7 Replies Latest reply on Jun 19, 2014 1:38 AM by pinform

    Silent __private memory size limit?

    jirmik

      Hi,

      our application launches few OpenCL kernels in a loop, each iteration waiting for the previous one to complete (clFinish). One of the kernels is quite complex and uses nearly 18 kB of private memory per work item. We had very hard time making it work on AMD platform (no significant problems with nVidia or Intel). The application ran OK for few iterations of the loop and then suddenly enqueuing of the complex kernel started returning "out of resources" error. Compilation and first enqueue calls were all OK. Finally we tried replacing the __private memory buffers with pieces of __global buffer for each work item (reducing __private usage to about 3 kB per work item) and it started working even on AMD.

       

      My question: Is there any private memory size limit? I'd like to know whether we have fixed the issue in our code (reduced private memory usage) or only fixed one of side effects of some bug which is still there.

       

      All of this was happening on Ubuntu linux (12.04) with following driver:

      [6.750882] <6>[fglrx] module loaded - fglrx 13.35.5 [Mar 12 2014] with 1 minors

       

      When we tried with Windows 7, the graphics driver always crashed.

       

      Thanks,

      Martin Jirman

        • Re: Silent __private memory size limit?
          amd_support

          Hi Martin,

              When private memory size exceeds number of registers per thread on the device, rest of the private memory is automatically assigned in global memory space.

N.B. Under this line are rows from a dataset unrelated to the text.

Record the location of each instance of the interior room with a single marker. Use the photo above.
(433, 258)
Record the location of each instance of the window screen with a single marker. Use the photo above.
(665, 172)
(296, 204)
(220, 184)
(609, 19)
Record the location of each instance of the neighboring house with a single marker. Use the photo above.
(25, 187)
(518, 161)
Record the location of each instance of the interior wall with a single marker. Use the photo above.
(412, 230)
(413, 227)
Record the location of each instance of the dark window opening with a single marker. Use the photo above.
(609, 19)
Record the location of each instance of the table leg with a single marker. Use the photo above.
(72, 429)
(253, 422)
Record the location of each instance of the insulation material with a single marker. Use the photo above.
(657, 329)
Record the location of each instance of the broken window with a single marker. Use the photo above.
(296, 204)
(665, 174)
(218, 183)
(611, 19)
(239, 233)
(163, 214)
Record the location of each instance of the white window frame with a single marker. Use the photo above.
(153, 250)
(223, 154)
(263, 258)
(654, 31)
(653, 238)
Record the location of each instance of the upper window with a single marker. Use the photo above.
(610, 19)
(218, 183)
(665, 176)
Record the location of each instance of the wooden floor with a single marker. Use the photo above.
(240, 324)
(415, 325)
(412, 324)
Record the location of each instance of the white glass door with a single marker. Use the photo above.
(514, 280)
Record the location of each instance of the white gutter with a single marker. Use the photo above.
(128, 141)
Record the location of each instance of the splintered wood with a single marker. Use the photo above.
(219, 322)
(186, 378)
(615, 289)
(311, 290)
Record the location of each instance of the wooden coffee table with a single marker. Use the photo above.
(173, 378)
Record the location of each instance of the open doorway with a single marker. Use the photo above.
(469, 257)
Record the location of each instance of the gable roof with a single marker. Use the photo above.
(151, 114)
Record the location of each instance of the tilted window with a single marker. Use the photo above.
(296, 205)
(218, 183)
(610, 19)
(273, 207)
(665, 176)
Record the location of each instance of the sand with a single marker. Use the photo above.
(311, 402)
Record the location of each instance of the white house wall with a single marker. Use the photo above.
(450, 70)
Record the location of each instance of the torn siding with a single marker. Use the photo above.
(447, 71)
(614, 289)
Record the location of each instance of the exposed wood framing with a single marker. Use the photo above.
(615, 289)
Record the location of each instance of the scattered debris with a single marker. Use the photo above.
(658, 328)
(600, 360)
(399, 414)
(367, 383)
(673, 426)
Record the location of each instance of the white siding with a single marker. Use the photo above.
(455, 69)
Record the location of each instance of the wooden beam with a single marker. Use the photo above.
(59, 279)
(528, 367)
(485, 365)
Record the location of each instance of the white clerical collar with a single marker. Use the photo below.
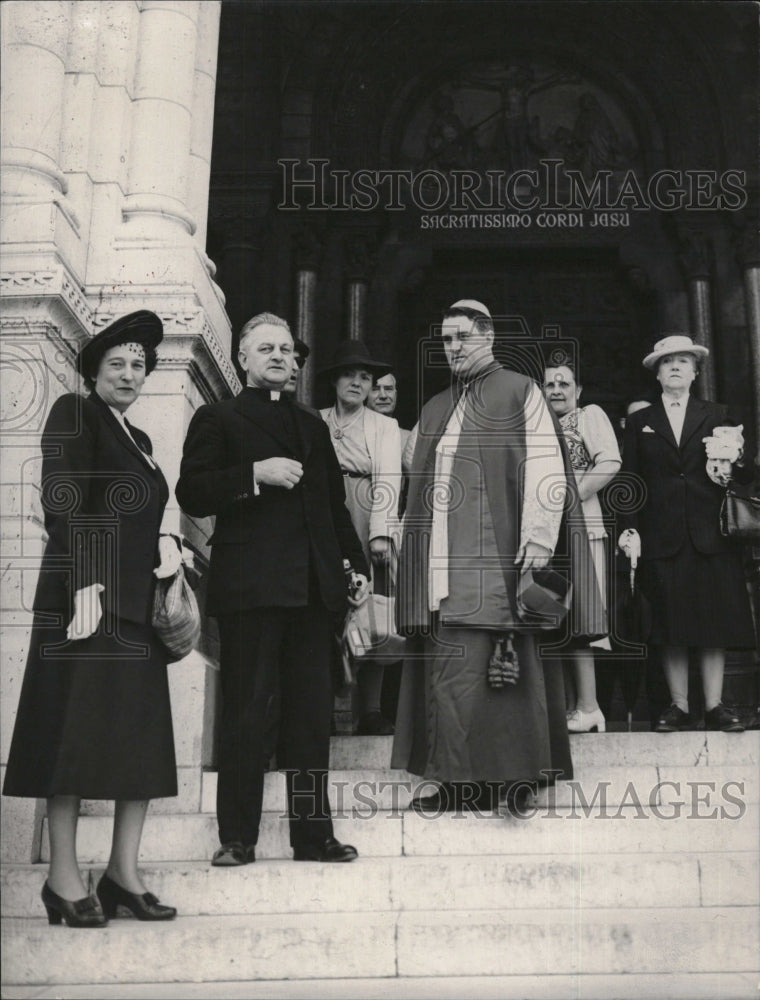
(274, 394)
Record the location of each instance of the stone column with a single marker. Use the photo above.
(308, 252)
(35, 38)
(695, 258)
(204, 88)
(749, 258)
(164, 90)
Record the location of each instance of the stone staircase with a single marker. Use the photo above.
(639, 878)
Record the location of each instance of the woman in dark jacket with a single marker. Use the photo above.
(94, 716)
(692, 574)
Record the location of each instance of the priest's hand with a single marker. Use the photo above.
(359, 591)
(284, 472)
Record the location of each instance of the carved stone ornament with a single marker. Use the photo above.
(508, 115)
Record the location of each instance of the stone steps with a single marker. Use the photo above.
(626, 828)
(577, 881)
(384, 944)
(628, 986)
(658, 878)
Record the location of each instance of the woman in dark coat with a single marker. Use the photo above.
(94, 717)
(691, 574)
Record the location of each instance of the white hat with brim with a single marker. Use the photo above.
(674, 343)
(471, 304)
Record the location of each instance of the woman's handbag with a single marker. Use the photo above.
(740, 513)
(543, 598)
(176, 616)
(370, 632)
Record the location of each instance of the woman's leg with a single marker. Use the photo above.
(369, 682)
(711, 664)
(129, 817)
(571, 688)
(64, 877)
(675, 666)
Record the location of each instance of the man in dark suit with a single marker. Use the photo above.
(266, 468)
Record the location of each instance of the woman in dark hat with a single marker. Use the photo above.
(368, 446)
(684, 449)
(94, 717)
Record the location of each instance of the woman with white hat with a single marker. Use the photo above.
(685, 450)
(368, 447)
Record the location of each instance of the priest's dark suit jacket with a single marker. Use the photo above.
(264, 547)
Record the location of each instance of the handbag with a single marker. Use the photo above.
(370, 631)
(543, 598)
(740, 513)
(176, 616)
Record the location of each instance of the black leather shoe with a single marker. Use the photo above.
(230, 855)
(672, 720)
(722, 719)
(374, 724)
(330, 850)
(518, 800)
(441, 800)
(144, 906)
(84, 912)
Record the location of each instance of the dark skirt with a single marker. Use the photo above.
(94, 717)
(698, 600)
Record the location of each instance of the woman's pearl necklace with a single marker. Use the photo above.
(340, 429)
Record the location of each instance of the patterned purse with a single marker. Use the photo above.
(176, 616)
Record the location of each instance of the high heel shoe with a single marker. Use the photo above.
(144, 907)
(84, 912)
(586, 722)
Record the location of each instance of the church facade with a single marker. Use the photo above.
(587, 170)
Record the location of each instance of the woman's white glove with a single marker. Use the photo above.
(630, 543)
(87, 612)
(359, 591)
(720, 471)
(170, 555)
(725, 443)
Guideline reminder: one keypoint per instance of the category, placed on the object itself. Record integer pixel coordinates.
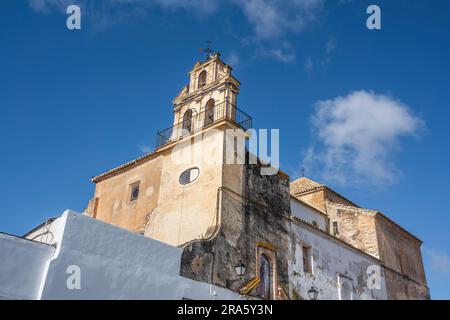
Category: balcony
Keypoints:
(220, 112)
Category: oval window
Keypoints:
(189, 176)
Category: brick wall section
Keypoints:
(373, 233)
(356, 226)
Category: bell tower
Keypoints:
(188, 205)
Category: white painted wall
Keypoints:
(118, 264)
(22, 265)
(308, 214)
(334, 264)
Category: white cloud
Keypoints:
(439, 261)
(357, 137)
(272, 19)
(280, 55)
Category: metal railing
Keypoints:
(219, 112)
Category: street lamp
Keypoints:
(312, 293)
(240, 268)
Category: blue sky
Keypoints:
(77, 103)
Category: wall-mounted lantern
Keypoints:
(312, 293)
(240, 269)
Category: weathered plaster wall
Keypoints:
(356, 226)
(187, 212)
(22, 266)
(114, 196)
(401, 252)
(315, 199)
(309, 215)
(330, 259)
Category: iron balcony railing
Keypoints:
(205, 118)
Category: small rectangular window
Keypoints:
(335, 228)
(307, 259)
(134, 191)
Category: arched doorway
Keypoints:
(209, 112)
(265, 277)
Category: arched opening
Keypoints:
(265, 277)
(187, 121)
(202, 79)
(209, 112)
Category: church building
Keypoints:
(291, 237)
(199, 217)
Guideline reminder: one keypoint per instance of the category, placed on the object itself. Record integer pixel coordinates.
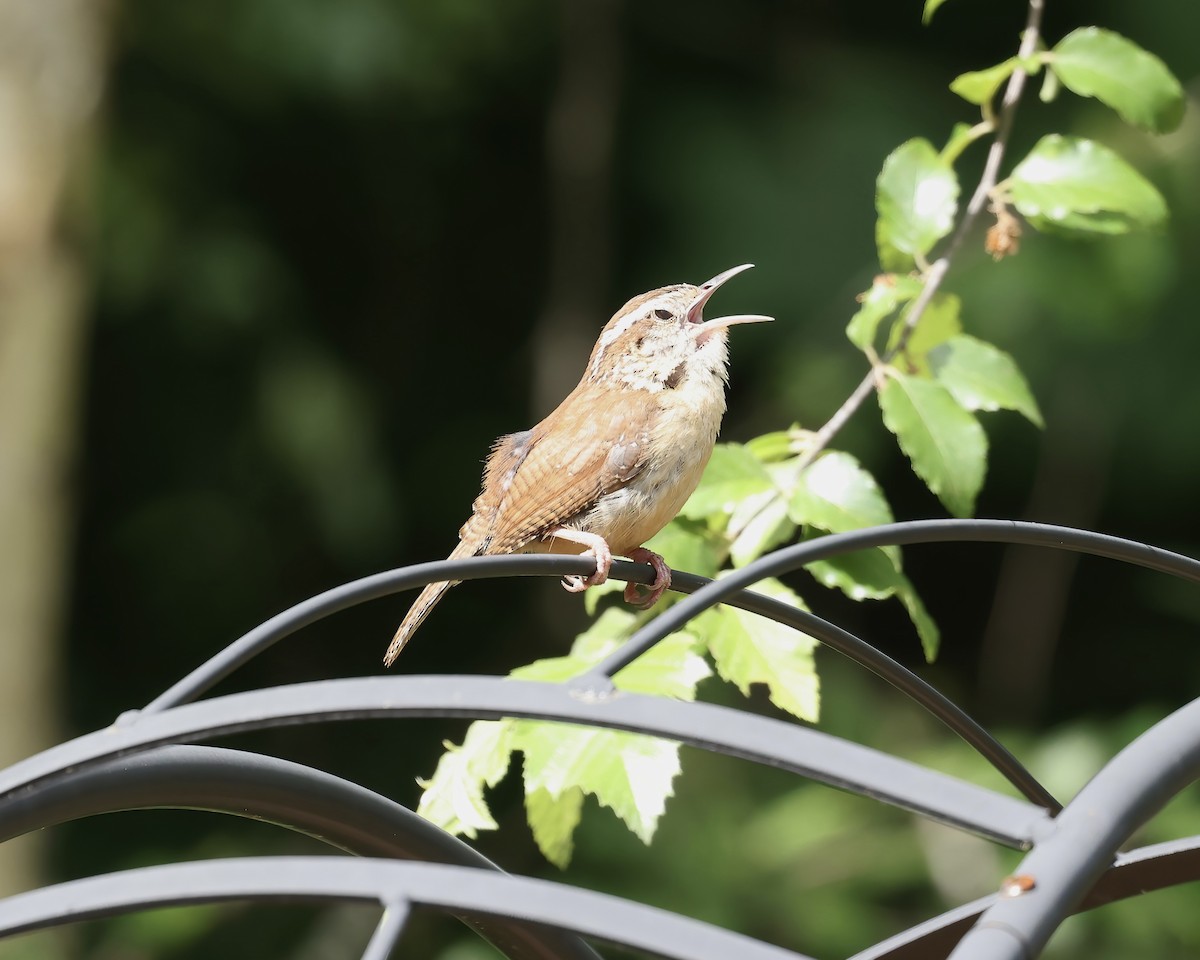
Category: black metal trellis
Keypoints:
(1072, 861)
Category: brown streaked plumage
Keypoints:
(617, 459)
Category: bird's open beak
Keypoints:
(706, 291)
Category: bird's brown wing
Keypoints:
(545, 477)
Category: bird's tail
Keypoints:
(424, 605)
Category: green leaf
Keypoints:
(873, 575)
(779, 444)
(939, 323)
(863, 575)
(454, 796)
(1096, 63)
(1077, 185)
(732, 474)
(945, 443)
(916, 198)
(930, 10)
(981, 85)
(961, 137)
(670, 669)
(837, 495)
(927, 629)
(887, 293)
(982, 377)
(750, 649)
(553, 821)
(629, 773)
(688, 545)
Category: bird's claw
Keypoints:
(661, 580)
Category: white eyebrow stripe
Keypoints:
(609, 336)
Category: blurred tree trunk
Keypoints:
(52, 58)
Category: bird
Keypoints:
(613, 463)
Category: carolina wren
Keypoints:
(615, 462)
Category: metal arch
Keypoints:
(894, 534)
(1074, 850)
(389, 883)
(369, 588)
(775, 743)
(1135, 873)
(281, 792)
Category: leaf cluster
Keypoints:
(933, 381)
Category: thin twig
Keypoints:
(937, 270)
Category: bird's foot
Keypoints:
(660, 585)
(597, 546)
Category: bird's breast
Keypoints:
(679, 442)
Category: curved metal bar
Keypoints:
(277, 791)
(347, 595)
(387, 882)
(900, 677)
(894, 534)
(370, 588)
(1144, 870)
(777, 743)
(1073, 851)
(389, 930)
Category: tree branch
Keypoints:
(937, 270)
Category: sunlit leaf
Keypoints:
(862, 575)
(767, 527)
(454, 796)
(930, 10)
(671, 667)
(945, 443)
(1096, 63)
(983, 377)
(837, 495)
(916, 198)
(961, 137)
(552, 821)
(629, 773)
(1077, 185)
(927, 629)
(981, 85)
(887, 294)
(750, 649)
(732, 474)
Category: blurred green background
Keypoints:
(318, 255)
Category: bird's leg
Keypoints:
(597, 546)
(661, 579)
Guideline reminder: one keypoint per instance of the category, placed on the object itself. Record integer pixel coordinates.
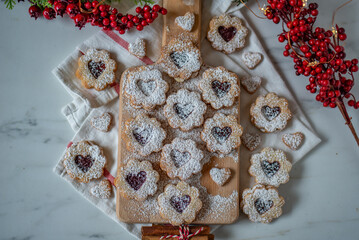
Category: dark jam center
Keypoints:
(221, 134)
(180, 158)
(227, 33)
(220, 89)
(96, 68)
(270, 169)
(84, 163)
(180, 203)
(136, 180)
(263, 206)
(270, 113)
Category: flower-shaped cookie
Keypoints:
(270, 113)
(96, 69)
(84, 161)
(137, 180)
(226, 33)
(219, 87)
(184, 110)
(181, 158)
(179, 204)
(143, 135)
(145, 87)
(270, 167)
(222, 133)
(262, 203)
(180, 59)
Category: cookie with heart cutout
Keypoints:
(181, 159)
(219, 87)
(270, 113)
(145, 87)
(96, 69)
(226, 33)
(137, 180)
(184, 110)
(270, 167)
(84, 161)
(180, 59)
(222, 133)
(143, 135)
(179, 204)
(262, 203)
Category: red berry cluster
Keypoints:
(101, 15)
(316, 52)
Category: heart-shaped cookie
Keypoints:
(102, 122)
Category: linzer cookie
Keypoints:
(180, 59)
(145, 87)
(84, 161)
(179, 204)
(262, 203)
(143, 135)
(137, 180)
(270, 167)
(227, 33)
(222, 133)
(219, 87)
(181, 159)
(184, 110)
(270, 113)
(96, 69)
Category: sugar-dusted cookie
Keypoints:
(84, 161)
(270, 167)
(262, 203)
(219, 87)
(138, 48)
(96, 69)
(222, 133)
(102, 190)
(293, 140)
(145, 87)
(143, 135)
(179, 204)
(102, 122)
(220, 175)
(184, 110)
(251, 59)
(181, 158)
(180, 59)
(137, 180)
(251, 84)
(186, 22)
(226, 33)
(270, 113)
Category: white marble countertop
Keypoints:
(321, 198)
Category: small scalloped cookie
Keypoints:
(219, 87)
(222, 133)
(262, 203)
(270, 113)
(184, 110)
(179, 204)
(84, 161)
(181, 159)
(96, 69)
(180, 59)
(226, 33)
(143, 135)
(270, 167)
(145, 87)
(137, 180)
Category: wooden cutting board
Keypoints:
(221, 204)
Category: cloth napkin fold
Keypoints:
(89, 103)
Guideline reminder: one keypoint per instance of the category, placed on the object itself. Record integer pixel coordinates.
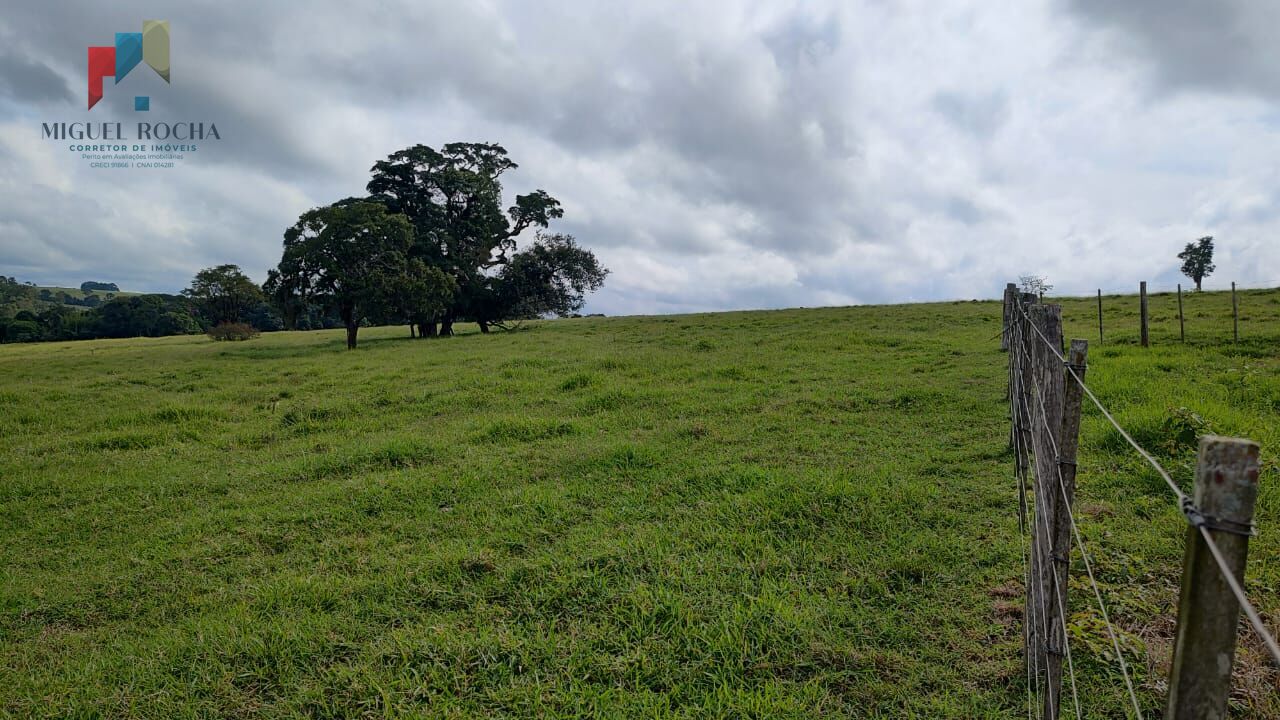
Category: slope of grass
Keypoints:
(773, 514)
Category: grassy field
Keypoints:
(772, 514)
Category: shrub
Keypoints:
(233, 331)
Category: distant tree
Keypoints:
(223, 294)
(453, 199)
(1036, 285)
(1198, 259)
(95, 286)
(22, 331)
(352, 255)
(146, 315)
(551, 277)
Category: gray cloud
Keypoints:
(1223, 46)
(716, 154)
(30, 81)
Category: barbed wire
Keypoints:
(1185, 502)
(1088, 566)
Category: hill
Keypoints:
(771, 514)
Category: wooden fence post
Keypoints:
(1235, 317)
(1100, 315)
(1182, 319)
(1060, 523)
(1010, 297)
(1024, 343)
(1046, 410)
(1142, 300)
(1226, 487)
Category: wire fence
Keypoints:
(1045, 390)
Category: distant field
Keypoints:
(771, 514)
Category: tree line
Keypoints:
(429, 246)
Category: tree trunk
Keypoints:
(348, 319)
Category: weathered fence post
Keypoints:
(1235, 317)
(1182, 320)
(1226, 487)
(1024, 343)
(1100, 315)
(1060, 540)
(1046, 413)
(1142, 301)
(1010, 297)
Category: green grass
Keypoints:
(773, 514)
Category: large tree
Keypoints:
(224, 294)
(356, 256)
(1198, 259)
(453, 199)
(551, 277)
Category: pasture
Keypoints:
(764, 514)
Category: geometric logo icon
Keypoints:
(150, 46)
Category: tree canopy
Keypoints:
(453, 199)
(224, 294)
(432, 245)
(1198, 259)
(356, 258)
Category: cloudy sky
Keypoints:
(714, 154)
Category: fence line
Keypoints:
(1043, 659)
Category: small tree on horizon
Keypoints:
(1198, 259)
(1034, 285)
(223, 294)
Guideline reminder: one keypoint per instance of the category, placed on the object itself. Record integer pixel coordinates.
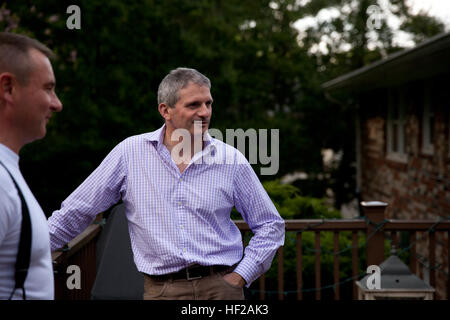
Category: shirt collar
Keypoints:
(157, 138)
(8, 155)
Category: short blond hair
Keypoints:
(15, 57)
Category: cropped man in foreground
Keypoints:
(178, 201)
(27, 101)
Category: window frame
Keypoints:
(396, 99)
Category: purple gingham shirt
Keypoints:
(174, 218)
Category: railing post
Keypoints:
(375, 213)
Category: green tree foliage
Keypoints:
(108, 73)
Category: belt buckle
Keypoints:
(188, 276)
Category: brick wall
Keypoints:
(418, 188)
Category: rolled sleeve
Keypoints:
(257, 209)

With this understanding, your code should work with 18KB private memory on AMD devices also.

             We are trying to reproduce it to find out why the code is crashing. Meanwhile if you can share your code that is crashing, it would be great help.

           

          Thanks,

          AMD Support.

          • Re: Silent __private memory size limit?
            amd_support

            Hi Martin,

            We wrote a kernel with each work item having private buffer of size 22K and the kernel iterated 1000 times. The kernel is working fine on our side.

             

            Could you share your code (or better still, a bare minimum code that captures this error, so that a quick debugging can be done) with us?

             

            Thanks

            AMD Support

              • Re: Silent __private memory size limit?
                jirmik

                Hi, we have been doing some simple math here (which we probably should have done before). The kernel was tested on R9 290X, so I assume that there can be up to 112640 work items running in parallel (44 CUs x 40 wavefronts x 64 work items per wavefront). If each of our work items uses 18kB of memory, this yields total of ~2GB of memory. We were also doing some allocations, so I assume that this may be the source of problems: first launch of kernel uses one big buffer (triggering its allocation), then second launch of the kernel triggers allocation of other big buffer, causing the trouble (we need more sets of buffers to be able to interleave transfers with computations).

                 

                Does it make sense that kernel launch may trigger big buffer allocation, so that there's not enough memory for private memory of kernel and the enqueue call returns CL_OUT_OF_RESOURCES error?

                 

                The code is closed source, so we cannot share it.

                 

                Thanks,

                Martin